Daniel, at Dorico, answered to tell the playback templates depend on VSL, so I will wait for their answer (I posted my message on both forums, Dorico and VSL).


----------



## ptram (Jan 14, 2022)

I think you should use different voices for each of the divisi part. A voice can be routed to a different VST instrument. So, you will have:

- an 8 Vni instance of DimStrings for the _Tutti_ part;
- a 4 Vni instance for _divisi a_ (Voice 1)
- a 4 Vni instance for _divisi b_ (Voice 2)

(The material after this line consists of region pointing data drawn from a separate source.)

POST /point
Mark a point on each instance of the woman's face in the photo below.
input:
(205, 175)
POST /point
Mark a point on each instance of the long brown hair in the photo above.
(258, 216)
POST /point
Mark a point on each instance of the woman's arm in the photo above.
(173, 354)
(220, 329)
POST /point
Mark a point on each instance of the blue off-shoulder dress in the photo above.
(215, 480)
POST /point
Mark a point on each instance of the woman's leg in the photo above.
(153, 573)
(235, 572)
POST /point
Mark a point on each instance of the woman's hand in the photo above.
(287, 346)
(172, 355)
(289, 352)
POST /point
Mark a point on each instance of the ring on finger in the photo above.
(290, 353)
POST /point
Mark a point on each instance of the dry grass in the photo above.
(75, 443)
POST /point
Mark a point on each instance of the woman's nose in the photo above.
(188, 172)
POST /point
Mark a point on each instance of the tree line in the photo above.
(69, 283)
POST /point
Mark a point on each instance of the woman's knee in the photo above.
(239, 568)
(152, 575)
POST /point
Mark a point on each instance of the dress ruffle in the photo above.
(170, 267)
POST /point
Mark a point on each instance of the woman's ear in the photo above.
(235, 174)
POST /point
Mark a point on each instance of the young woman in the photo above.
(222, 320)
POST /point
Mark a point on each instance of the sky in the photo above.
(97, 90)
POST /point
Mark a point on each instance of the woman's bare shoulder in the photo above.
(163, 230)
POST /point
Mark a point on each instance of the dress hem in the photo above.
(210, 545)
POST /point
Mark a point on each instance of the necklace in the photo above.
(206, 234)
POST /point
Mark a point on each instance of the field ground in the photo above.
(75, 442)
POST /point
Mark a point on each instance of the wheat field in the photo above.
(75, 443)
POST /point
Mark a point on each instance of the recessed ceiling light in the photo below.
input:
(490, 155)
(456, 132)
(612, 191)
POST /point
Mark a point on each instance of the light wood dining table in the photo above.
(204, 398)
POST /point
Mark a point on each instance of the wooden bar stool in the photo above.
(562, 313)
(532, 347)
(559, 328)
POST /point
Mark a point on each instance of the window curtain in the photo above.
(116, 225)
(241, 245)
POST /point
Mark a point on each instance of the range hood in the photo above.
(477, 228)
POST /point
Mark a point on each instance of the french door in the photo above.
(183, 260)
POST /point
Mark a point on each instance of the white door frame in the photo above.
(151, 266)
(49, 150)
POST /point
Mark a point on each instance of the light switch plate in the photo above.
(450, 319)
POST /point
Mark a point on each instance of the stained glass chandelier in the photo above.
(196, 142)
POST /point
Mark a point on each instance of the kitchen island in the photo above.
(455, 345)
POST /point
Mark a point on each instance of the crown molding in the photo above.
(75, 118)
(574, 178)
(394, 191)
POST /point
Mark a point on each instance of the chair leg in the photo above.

The 4-Vni desk can be selected manually.

Paolo


----------



## BenjaminParis (Jan 14, 2022)

Thanks ptram. In Dorico 3.5 there was this option, bit I thought it was limited to two instruments per track, wasn’t it? In Dorico 4 it became « irv » but it seems like it more or less works the same way. A workaround would be to use down and up stems maybe, as it seems like it does generate a sub-track when in irv. I’m not in front of my computer and will hardly be during the we but that could work. Not the most easy way though (even if it works)…


----------



## BenjaminParis (Jan 14, 2022)

Oh sorry i just realize this is what you suggested… Thanks!


----------



## wcreed51 (Feb 2, 2022)

What does IRV stand for?


----------



## BenjaminParis (Feb 2, 2022)

wcreed51 said:


> What does IRV stand for?


No idea. But I realised it replaces the previous function (forgot its name) enabling the split of voices to another instrument. (Sorry for my bad English.)


----------



## ssnowe (Feb 2, 2022)

wcreed51 said:


> What does IRV stand for?


Independently Routed Voices


----------